Tharisa maintains strong production output

Tharisa, the platinum group metals (PGMs) and chrome co-producer dual-listed on the Johannesburg and London stock exchanges, has announced strong mining and milling throughput leading to:

  • PGM production at 42.1 koz (Q2 FY2022 44.1 koz), at a normalised rougher feed grade of 1.65 g/t (Q2 FY2022 1.74 g/t) with steady recoveries at 75.6% (Q2 FY2022 75.4%)
  • Chrome production at 389.7 kt up from the previous quarter (Q2 FY2022 374.9 kt)
  • Vulcan Plant ramp up reflected in steady improvement in chrome recoveries – throughput recoveries of 80% expected to be reached by year end
  • Strong commodity prices and steady production during the quarter delivering strong cash balance increases
  • PGM basket price of US$2 677/oz (Q2 FY2022 US$2 806/oz) down 4.6%
  • Metallurgical grade chrome price up 39.5% at US$247/t (Q2 FY2022 US$177/t)
  • Cash balance of US$112.6 million and a positive net cash position of US$48.0 million
  • Successful registration of solar power project for 40-megawatt peak (‘MWp’) with environmental and development authority to further de-risk the operations from the dependence on the national power grid and reduce carbon emissions in line with our carbon reduction strategy
  • Growth strategy remains firmly on track

Phoevos Pouroulis, CEO of Tharisa, commented: “The team at Tharisa has completed a commendable quarter, maintaining strong production output which, supported by the favourable commodity markets, ensures a healthy balance sheet that will allow us to continue implementing our strategy.

The global macrotrends are challenging but Tharisa Mine’s life of more than sixty years gives us a strong foundation and the necessary financial resources to weather the headwinds of a tough economic climate, slowing growth, rising inflation, and weaker commodity markets.

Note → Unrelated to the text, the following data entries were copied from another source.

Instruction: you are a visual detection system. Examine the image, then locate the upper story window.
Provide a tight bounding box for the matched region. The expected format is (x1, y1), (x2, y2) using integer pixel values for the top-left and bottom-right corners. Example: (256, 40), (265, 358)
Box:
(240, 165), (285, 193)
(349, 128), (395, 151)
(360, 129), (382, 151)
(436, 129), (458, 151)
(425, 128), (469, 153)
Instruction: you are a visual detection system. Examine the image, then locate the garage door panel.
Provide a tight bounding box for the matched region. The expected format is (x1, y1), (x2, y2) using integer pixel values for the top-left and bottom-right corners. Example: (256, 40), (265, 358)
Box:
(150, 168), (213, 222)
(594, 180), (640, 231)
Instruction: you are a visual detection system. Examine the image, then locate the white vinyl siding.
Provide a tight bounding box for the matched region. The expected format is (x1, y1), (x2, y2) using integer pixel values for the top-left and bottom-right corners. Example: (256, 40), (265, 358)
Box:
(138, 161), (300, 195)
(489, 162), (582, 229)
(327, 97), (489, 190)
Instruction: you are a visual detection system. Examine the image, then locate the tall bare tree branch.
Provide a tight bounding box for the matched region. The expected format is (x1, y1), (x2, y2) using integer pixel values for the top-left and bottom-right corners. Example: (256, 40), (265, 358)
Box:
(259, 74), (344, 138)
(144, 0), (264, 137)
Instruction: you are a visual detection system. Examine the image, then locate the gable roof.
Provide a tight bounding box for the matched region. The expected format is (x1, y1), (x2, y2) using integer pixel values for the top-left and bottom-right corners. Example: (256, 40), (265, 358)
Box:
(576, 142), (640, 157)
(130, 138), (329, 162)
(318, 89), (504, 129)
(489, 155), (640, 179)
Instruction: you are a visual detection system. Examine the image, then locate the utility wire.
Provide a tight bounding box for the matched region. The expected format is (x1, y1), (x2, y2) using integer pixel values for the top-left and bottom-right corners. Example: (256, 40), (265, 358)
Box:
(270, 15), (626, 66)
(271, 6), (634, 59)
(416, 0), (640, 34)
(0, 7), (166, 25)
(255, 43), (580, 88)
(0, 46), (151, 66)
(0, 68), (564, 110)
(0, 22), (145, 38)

As always, our focus remains on safety, operational excellence, and maintaining a low-cost profile. This quarter, our PGM and chrome output was strong once again, driven by the volume extracted from the Tharisa Mine open pit. Production from the Vulcan Plant is steadily increasing to nameplate capacity, proving that Tharisa’s proprietary technology is working well.

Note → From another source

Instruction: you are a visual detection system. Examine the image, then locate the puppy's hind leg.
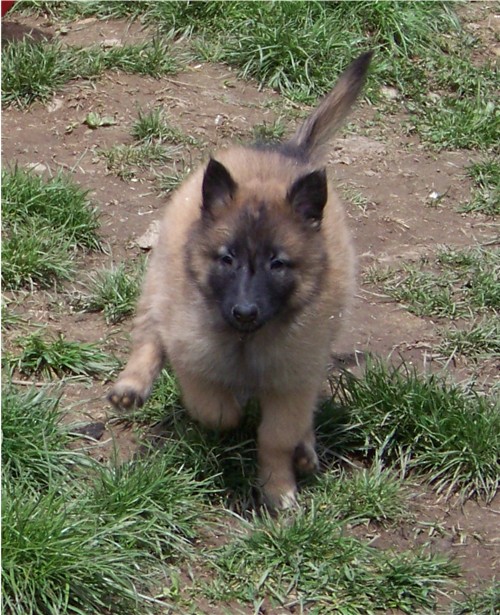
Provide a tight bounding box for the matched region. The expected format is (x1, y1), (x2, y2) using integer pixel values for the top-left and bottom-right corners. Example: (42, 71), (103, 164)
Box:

With our investment in almost 10 MW of standby power generation we have had negligible disruption to our operations due to the challenges at Eskom and the subsequent power curtailments.

Notwithstanding the rail and port infrastructure challenges, the logistics team have successfully exported our chrome products via various channels and modalities.

Beyond South Africa, our growth strategy remains on track with the detailed engineering design work, upfront infrastructure, and placement of long lead capital items for the Karo Platinum project continuing to progress in parallel with the finalisation of the financing options.

Overall, this has been a supportive quarter for our organic and development growth.”